Pour la première fois depuis l’ouverture de la salle Bourgie, il y a une douzaine d’années, est dévoilée une programmation qui n’est pas de la main d’Isolde Lagacé, qui a passé le flambeau l’an dernier à Olivier Godin et Caroline Louis. Un menu plus succinct, mais qui conserve de nombreuses valeurs sûres tout en faisant écho à certaines préoccupations actuelles.

L’excitation est palpable chez le directeur artistique et la directrice générale du vaisseau amiral de la Fondation Arte Musica, qui ont mis la main à la pâte dès l’annonce de leur nomination au mois de mai passé.

« Caroline et moi, on s’est parlé tout l’été dernier. On fait ça vraiment ensemble, on se challenge, on se lance des idées, on se fait l’avocat du diable », raconte Olivier Godin.

« C’est une programmation qui se veut à la fois rassembleuse, positive, réconfortante, mais qui reflète aussi certains enjeux sociaux auxquels on répond par de la musique », ajoute le directeur artistique.

PHOTO MARTIN CHAMBERLAND, LA PRESSE

Caroline Louis, directrice générale de la salle Bourgie, et Olivier Godin, directeur artistique

Le nombre de concerts (autour de 100, contre 122 l’an passé) reflète la normale prépandémique, plusieurs artistes qui auraient normalement dû jouer pendant la pandémie ayant été présentés la saison dernière.

« On a essayé de bâtir une programmation qui est à la hauteur des attentes et aussi de ce qui a été fait dans le passé », précise Caroline Louis, qui a entre autres voulu satisfaire l’appétit vorace du public pour les concerts baroques, dans l’ADN de la salle Bourgie depuis ses débuts.

D’où la venue de noms prestigieux comme le Poème harmonique de Vincent Dumestre ou le violoniste Théotime Langlois de Swarte (avec l’ensemble Le Consort), en plus de l’habituelle présence des Violons du Roy et d’Arion.

Schubert

Si certains des abonnés auraient voulu recommencer illico l’entièreté des cantates de Bach, c’est plutôt à Schubert que sera consacrée la deuxième grande intégrale donnée dans la salle, et ce, à partir de la saison 2024-2025. Au menu : les quelque 600 lieder de Schubert.

Olivier Godin, qui a accompagné de nombreux chanteurs en tant que pianiste, insiste sur l’importance de la voix à Bourgie.
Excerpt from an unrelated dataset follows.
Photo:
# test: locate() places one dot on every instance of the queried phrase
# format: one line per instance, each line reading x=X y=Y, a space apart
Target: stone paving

Cela vaudra aux mélomanes d’entendre de grands noms d’ailleurs comme Wolfgang Holzmair, Cyrille Dubois et François Le Roux, mais aussi les incontournables d’ici comme Marie-Nicole Lemieux, Karina Gauvin et Gordon Bintner.

Devenue la Mecque montréalaise du piano, la salle présentera aussi des virtuoses comme Pierre-Laurent Aimard, Christian Blackshaw (sonates de Mozart), Igor Levit, Víkingur Ólafsson (Variations Goldberg), Charles Richard-Hamelin, Bruce Liu et André Laplante.
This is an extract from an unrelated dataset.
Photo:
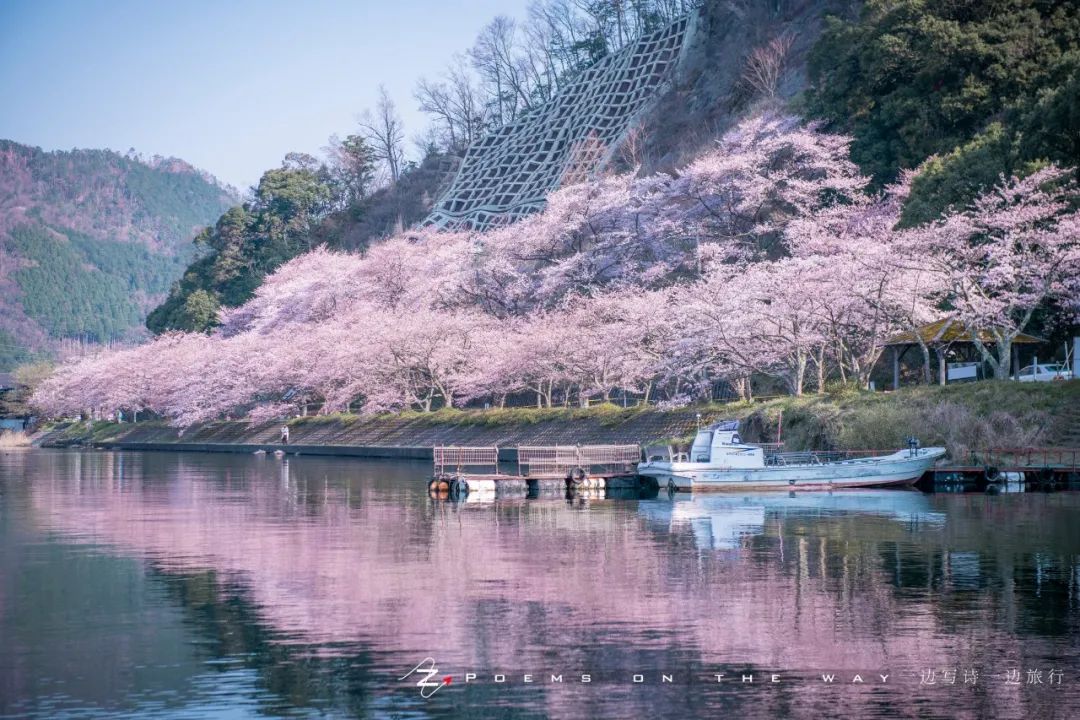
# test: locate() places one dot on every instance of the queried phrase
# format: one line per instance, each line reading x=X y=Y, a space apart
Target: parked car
x=1045 y=372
Autre créneau éminemment « bourgien », la musique de chambre est loin d’être en reste avec la venue du Quatuor Dover (concert d’ouverture de la saison le 27 septembre), du Trio Wanderer et du Trio Faust-Queyras-Melnikov.

Enjeux sociaux

En quoi la programmation illustre-t-elle les « enjeux sociaux » mentionnés par Olivier Godin ?

Les deux administrateurs citent le concert donné pour la Journée nationale de la vérité et de la réconciliation avec trois artistes autochtones, celui en hommage au peuple ukrainien avec des mélodies écrites sur des poèmes de soldats au front et un récital de chant dédié aux femmes iraniennes.
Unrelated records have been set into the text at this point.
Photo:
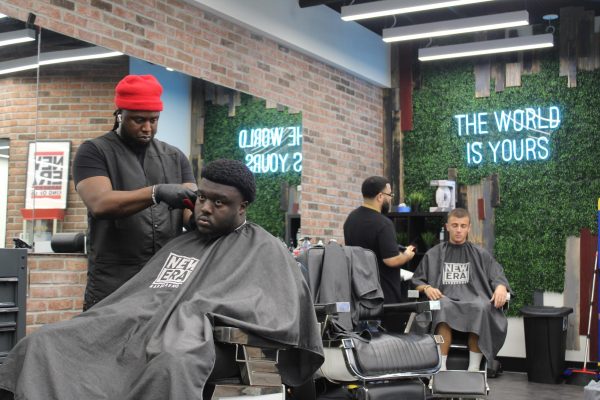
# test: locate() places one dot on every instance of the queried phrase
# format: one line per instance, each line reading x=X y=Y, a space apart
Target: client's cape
x=466 y=307
x=152 y=339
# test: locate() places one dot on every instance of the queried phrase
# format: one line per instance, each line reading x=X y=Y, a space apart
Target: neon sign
x=532 y=126
x=276 y=149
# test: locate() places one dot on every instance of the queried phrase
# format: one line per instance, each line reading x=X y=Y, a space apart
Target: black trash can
x=545 y=342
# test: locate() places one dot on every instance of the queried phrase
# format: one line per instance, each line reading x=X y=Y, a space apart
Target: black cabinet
x=421 y=229
x=13 y=283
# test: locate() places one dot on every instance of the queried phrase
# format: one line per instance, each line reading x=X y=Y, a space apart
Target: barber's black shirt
x=369 y=229
x=90 y=162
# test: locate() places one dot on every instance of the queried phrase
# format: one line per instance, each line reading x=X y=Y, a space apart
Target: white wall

Les hommages seront multiformes, puisque la prochaine saison lèvera son chapeau à Rachmaninov, Fauré, Dubois, Ligeti et Maria Callas à l’occasion d’anniversaires de naissance ou de décès, mais aussi, plus près de nous, à Rachel Laurin, Oscar Peterson, Françoise Sullivan, Raffi Armenian et Agnes Grossman.

Ayant tous deux travaillé en pédagogie dans leur vie antérieure, le duo à la tête de la salle de la rue Sherbrooke a également programmé six cours de maître et demandé à six de ses invités d’agir en tant que mentors pour des artistes de la relève.

La Fondation chouchoute également les jeunes du public (34 ans et moins), qui pourront continuer à bénéficier de billets de dernière minute à 10 $, initiative de plus en plus populaire, d’après Olivier Godin.

« Isolde avait un beau lien de confiance avec le public. Notre souhait le plus cher est que les gens nous fassent confiance et prennent des risques avec nous », dit Caroline Louis en terminant.